CR7 SFRATTA I CROATI? Marko Pjaca ha fatto molta fatica a trovare spazio nella Juve di Allegri, che lo ha girato in prestito allo Schalke. Il suo cartellino è ancora dei bianconeri, ma con l’ingaggio di CR7 non è affatto detto che le occasioni per mettersi in mostra aumenteranno. Anzi… Lo stesso vale per Mario Mandzukic, autore dello storico gol che ha portato la Croazia in finale. Amatissimo dagli juventini per la grinta o lo spirito di abnegazione che ha sempre dimostrato, per giocare titolare ha dovuto trasformarsi da attaccante puro in esterno sinistro. Anche per lui l’arrivo di Cristiano Ronaldo rischia di diventare un ostacolo insormontabile.

L’EXPLOIT DI BENTACUR E LAXALT Rimanendo in casa-Juve, non si può che sottolineare la strana situazione di Bentacur, che in bianconero ha messo insieme solo 27 presenze (spesso solo per scampoli di gara). Eppure, in Russia si è dimostrato molto meno acerbo di quanto lo considerino a Torino, finendo addirittura nel Top 11 del torneo stilato dal periodico calcistico più autorevole del mondo: il britannico “Four Four Two”. Nello stesso undici ideale si trova anche il connazionale Laxalt, cosa che probabilmente sorprende per primi i suoi tifosi del Genoa. Un altro uruguagio, Caceres, ha fatto fatica a farsi rinnovare il contratto con la Lazio, dopo le esperienze con Juve e Verona. Parlando della “Celeste”, va sicuramente citato il c.t. Tabarez, un autentico maestro di calcio che però nel Milan durò solo 11 partite, prima del ritorno di Sacchi.

INTER: TI RICORDI DI COUTINHO? Nonostante la precoce eliminazione del Brasile, che assurdamente lo schierava a centrocampo, Coutinho rappresenta uno dei più grandi rimorsi dell’Inter.

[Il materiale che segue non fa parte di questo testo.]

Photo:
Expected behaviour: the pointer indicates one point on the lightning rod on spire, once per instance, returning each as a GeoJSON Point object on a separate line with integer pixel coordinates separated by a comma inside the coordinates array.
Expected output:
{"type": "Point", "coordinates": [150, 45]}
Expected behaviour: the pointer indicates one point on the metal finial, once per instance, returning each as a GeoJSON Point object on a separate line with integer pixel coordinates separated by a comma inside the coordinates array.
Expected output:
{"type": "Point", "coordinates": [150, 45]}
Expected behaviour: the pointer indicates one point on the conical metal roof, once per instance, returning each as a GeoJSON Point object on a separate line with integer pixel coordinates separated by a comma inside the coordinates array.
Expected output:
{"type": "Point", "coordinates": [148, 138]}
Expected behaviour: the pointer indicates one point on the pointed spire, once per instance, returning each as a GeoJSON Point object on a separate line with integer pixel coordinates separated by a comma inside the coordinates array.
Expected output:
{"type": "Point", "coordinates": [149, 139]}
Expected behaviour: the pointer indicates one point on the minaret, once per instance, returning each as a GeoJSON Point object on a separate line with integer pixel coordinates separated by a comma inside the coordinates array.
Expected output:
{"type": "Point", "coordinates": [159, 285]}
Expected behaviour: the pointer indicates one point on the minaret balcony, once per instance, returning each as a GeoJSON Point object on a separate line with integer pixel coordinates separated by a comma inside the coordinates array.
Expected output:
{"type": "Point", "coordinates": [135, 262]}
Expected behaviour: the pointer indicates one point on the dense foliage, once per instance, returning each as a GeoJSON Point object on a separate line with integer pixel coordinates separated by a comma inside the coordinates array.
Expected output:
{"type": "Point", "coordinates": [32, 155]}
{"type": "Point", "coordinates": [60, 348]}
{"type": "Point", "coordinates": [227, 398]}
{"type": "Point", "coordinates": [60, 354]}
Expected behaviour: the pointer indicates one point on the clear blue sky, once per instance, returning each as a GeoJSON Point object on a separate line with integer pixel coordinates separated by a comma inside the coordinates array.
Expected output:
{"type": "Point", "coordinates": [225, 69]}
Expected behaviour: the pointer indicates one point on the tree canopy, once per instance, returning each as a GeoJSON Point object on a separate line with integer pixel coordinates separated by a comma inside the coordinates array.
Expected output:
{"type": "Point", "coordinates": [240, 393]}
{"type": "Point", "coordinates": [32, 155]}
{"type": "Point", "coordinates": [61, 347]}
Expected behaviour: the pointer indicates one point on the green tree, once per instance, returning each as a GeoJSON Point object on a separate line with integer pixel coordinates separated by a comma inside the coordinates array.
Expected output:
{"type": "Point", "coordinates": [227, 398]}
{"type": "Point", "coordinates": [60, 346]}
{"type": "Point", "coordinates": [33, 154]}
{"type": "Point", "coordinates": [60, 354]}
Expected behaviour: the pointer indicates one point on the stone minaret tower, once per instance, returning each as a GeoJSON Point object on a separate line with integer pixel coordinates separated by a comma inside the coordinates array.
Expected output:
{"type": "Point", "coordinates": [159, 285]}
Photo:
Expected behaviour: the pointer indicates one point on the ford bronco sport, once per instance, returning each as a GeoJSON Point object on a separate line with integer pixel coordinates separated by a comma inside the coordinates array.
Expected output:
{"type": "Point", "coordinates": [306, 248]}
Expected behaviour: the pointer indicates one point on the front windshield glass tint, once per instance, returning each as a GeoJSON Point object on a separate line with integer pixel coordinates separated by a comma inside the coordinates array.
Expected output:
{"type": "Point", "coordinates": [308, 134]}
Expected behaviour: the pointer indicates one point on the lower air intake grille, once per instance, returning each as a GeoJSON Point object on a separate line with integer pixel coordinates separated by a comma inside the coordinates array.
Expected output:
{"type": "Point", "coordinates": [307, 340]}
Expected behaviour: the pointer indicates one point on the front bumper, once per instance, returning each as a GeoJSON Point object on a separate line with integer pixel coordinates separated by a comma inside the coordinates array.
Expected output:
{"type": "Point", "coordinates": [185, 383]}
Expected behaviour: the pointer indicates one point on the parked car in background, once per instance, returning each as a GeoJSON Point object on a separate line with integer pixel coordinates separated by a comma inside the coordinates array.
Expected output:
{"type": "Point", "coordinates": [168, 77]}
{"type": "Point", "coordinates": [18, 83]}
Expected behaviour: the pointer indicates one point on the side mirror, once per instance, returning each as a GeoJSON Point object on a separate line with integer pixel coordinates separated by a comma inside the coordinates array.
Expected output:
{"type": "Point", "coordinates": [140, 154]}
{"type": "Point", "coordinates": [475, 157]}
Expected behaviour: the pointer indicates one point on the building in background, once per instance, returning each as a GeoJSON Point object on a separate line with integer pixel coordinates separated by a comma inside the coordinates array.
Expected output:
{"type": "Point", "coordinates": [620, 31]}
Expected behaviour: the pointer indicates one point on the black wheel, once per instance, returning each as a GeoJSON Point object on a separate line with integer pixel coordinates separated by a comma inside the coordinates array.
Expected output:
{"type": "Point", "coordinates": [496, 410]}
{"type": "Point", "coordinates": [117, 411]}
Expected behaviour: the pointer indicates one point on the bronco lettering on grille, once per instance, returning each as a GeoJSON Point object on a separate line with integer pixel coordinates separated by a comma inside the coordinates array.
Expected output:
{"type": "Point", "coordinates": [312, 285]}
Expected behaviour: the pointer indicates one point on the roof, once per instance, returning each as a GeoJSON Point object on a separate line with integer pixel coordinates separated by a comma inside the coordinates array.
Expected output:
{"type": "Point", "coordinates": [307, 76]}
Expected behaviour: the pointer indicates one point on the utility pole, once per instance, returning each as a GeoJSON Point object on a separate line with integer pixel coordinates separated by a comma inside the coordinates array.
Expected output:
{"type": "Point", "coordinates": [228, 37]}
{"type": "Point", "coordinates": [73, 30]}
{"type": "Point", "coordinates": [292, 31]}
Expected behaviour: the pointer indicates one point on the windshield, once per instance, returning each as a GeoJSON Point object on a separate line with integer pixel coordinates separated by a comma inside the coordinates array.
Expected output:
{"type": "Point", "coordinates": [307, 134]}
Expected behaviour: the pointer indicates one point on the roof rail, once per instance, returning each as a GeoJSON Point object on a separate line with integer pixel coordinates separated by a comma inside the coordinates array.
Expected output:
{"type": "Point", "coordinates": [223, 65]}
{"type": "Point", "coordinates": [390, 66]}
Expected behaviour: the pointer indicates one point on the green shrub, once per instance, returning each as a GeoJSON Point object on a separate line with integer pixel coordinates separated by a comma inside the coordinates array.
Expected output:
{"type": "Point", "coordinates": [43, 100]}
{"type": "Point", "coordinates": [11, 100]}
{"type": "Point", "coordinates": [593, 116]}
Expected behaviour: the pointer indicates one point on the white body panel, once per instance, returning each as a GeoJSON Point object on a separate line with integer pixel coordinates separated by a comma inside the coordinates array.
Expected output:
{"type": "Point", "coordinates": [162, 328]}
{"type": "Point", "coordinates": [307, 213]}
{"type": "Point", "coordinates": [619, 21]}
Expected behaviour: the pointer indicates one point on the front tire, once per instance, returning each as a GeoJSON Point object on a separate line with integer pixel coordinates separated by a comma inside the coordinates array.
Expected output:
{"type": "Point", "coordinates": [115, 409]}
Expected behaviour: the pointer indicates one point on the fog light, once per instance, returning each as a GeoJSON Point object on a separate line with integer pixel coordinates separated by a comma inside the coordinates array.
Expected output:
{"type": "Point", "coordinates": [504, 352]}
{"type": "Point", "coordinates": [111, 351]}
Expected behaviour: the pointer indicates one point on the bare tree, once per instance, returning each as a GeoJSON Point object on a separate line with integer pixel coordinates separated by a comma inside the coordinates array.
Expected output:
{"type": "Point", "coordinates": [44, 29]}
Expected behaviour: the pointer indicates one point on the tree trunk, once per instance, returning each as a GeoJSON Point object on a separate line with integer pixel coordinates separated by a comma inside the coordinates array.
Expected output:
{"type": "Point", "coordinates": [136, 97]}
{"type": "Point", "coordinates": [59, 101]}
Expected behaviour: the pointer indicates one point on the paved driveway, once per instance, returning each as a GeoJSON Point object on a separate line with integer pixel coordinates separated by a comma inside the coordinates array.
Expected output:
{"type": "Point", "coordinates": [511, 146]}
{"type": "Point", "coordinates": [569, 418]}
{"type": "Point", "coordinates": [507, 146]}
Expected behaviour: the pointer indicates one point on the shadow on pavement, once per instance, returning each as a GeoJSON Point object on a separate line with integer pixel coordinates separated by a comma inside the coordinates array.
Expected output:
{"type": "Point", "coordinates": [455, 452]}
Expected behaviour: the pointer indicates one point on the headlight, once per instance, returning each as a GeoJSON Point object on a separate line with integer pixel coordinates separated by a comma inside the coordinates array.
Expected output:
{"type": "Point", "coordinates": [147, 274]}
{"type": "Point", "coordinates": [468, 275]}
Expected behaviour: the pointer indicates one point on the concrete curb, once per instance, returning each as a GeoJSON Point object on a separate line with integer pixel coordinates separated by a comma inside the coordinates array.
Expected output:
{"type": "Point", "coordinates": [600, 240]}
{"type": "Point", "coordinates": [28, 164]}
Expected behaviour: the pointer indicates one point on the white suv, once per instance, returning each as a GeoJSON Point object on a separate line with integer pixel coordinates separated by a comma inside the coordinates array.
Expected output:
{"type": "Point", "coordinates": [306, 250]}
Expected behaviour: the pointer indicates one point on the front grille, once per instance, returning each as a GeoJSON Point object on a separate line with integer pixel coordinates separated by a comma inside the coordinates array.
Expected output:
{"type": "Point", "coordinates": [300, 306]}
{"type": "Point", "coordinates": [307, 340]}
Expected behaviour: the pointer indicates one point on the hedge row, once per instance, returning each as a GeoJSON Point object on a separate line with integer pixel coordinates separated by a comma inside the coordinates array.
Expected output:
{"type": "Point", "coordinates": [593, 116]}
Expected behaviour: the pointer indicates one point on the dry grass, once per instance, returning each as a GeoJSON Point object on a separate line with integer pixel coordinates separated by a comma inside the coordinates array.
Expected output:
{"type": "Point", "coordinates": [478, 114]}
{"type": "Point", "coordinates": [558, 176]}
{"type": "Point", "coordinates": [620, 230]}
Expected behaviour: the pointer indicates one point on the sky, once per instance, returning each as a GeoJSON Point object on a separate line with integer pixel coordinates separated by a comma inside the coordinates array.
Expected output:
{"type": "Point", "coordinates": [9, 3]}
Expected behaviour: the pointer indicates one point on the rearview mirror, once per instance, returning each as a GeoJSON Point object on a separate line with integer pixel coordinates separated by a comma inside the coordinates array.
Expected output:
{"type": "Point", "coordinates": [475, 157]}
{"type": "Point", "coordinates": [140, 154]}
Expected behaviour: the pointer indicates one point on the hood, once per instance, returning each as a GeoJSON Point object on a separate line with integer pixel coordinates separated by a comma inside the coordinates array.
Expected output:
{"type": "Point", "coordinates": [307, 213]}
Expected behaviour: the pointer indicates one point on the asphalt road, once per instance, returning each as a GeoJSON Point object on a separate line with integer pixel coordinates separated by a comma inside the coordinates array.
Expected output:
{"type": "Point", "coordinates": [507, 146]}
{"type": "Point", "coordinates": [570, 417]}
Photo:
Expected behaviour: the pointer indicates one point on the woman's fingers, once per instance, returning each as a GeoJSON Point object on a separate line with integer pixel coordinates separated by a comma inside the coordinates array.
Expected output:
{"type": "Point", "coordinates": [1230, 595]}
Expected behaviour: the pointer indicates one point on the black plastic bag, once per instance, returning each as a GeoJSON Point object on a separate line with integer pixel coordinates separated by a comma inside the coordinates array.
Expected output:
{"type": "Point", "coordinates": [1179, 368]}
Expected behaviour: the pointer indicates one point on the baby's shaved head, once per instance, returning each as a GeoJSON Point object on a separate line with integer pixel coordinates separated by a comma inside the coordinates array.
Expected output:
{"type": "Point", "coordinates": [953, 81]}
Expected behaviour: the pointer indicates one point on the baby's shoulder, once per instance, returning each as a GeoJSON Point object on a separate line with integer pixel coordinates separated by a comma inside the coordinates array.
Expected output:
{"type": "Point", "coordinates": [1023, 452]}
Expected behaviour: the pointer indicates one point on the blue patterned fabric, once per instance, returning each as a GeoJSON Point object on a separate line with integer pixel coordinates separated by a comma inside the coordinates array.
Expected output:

Nel 2013 lo hanno venduto al Liverpool per 10 milioni, per poi vedere balzare il suo valore a 160 milioni in occasione del trasferimento al Barcellona, che ne ha fatto il terzo giocatore più caro della storia, fino a quel momento. Simile il tragitto del portoghese Quaresma, meteora interista che in Russia non ha fatto sfracelli ma che è pur sempre campione d’Europa in carica.

HENRY E VIEIRA: DA METEORE A FENOMENI In Russia abbiamo ritrovato anche Thierry Henry, arruolato dal Belgio come assistente di Martinez. Campione del mondo e d’Europa con la Francia, nonché leggenda dell’Arsenal, l’ex attaccante era stato clamorosamente bocciato dalla Juventus nel 1999, dopo uno scampolo di stagione nel quale Ancelotti lo faceva incredibilmente giocare come esterno di centrocampo. Anche i migliori sbagliano. Suo compagno di squadra nella Francia del ciclo d’oro a cavallo tra gli anni Novanta e Duemila era Patrick Vieira, che il Milan aveva scartato nel 1996 e che poi era tornato in Italia da protagonista assoluto, con le maglie di Juve e Inter. Anche nel suo caso, l’esperienza con l’Arsenal di Wenger è risultata catartica.

MONDIALI ’94: BATTUTI DAI NOSTRI SCARTI La finale di USA ’94, persa ai rigori contro il Brasile, fu particolarmente beffarda per il calcio italiano. In quella Seleçao c’erano infatti diversi giocatori dei quali la nostra Serie A si era liberata con troppa fretta. Ad esempio Claudio Branco, che aveva militato nel Genoa fino al ’93, l’ex Lecce e Fiorentina Mazinho, e anche Dunga, che dopo aver giocato con Pisa e Fiorentina retrocesse con il Pescara e non trovò altri estimatori nella massima serie.

LA PORTA CHIUSA IN FACCIA A TAFFAREL Ma la vicenda più incredibile fu quella del portiere Claudio Taffarel, che a Pasadena fu decisivo parando il rigore di Massaro: l’ex Parma e Reggiana rimase senza contratto proprio in quella estate del ’94 e, prima di tornare a giocare in Brasile, per qualche mese si adattò a giocare… all’oratorio! Essendo molto religioso, nonché membro degli Atleti di Cristo, nel tempo libero frequentava una parrocchia della periferia reggiana il cui sacerdote, Don Felice, lo convinse a dare una mano alla sua squadretta, il Preziosissimo Sangue. E fu così che il campione del mondo Taffarel tornò in campo, ma sui campetti spelacchiati di provincia e col numero 10 sulle spalle: fare il portiere non gli sembrava il caso e, da buon brasiliano, seppe distinguersi anche in attacco!